Here’s the final result for a test dataset I generated.
Every programmer’s bag of tricks is a little different. Maybe because of my functional programming background, mapping a lambda that parses and reformats hours popped into my head, whereas to someone else it may seem insane. Typing out all the days of the week feels like a waste of time in retrospect, but to someone who knows a good shortcut for that, clearly they’d use the shortcut instead.

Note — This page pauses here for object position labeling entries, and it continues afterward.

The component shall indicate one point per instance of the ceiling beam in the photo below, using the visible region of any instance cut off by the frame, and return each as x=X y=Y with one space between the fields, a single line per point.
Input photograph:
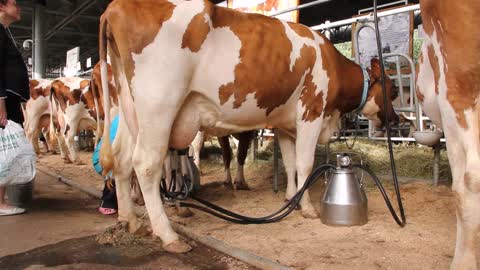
x=80 y=9
x=60 y=13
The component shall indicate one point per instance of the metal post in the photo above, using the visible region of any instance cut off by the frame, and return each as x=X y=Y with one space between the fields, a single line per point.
x=275 y=163
x=436 y=164
x=39 y=41
x=327 y=152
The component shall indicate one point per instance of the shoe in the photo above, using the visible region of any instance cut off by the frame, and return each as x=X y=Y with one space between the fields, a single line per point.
x=107 y=211
x=11 y=211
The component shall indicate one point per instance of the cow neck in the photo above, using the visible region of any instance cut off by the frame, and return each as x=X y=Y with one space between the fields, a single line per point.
x=351 y=87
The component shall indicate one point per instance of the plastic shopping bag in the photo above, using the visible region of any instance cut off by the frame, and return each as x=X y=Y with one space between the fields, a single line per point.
x=17 y=157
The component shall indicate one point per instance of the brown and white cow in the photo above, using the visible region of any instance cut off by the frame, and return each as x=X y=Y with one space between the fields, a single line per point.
x=448 y=88
x=37 y=112
x=244 y=139
x=74 y=104
x=186 y=66
x=97 y=91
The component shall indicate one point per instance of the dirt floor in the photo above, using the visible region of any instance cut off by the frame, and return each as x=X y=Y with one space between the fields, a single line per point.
x=62 y=230
x=427 y=242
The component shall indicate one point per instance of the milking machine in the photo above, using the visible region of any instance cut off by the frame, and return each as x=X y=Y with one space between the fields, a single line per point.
x=344 y=201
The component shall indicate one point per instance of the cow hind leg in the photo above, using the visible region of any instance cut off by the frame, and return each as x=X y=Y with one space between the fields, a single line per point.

So much of scripting like this is data conversion (timestamps show up a lot in this particular case) that I think it really does pay off to know how to convert between formats of various things rapidly.
This isn’t the greatest code in the world, but it was supremely fast to write and I’m super happy with the bit of the result I care about—the heatmap!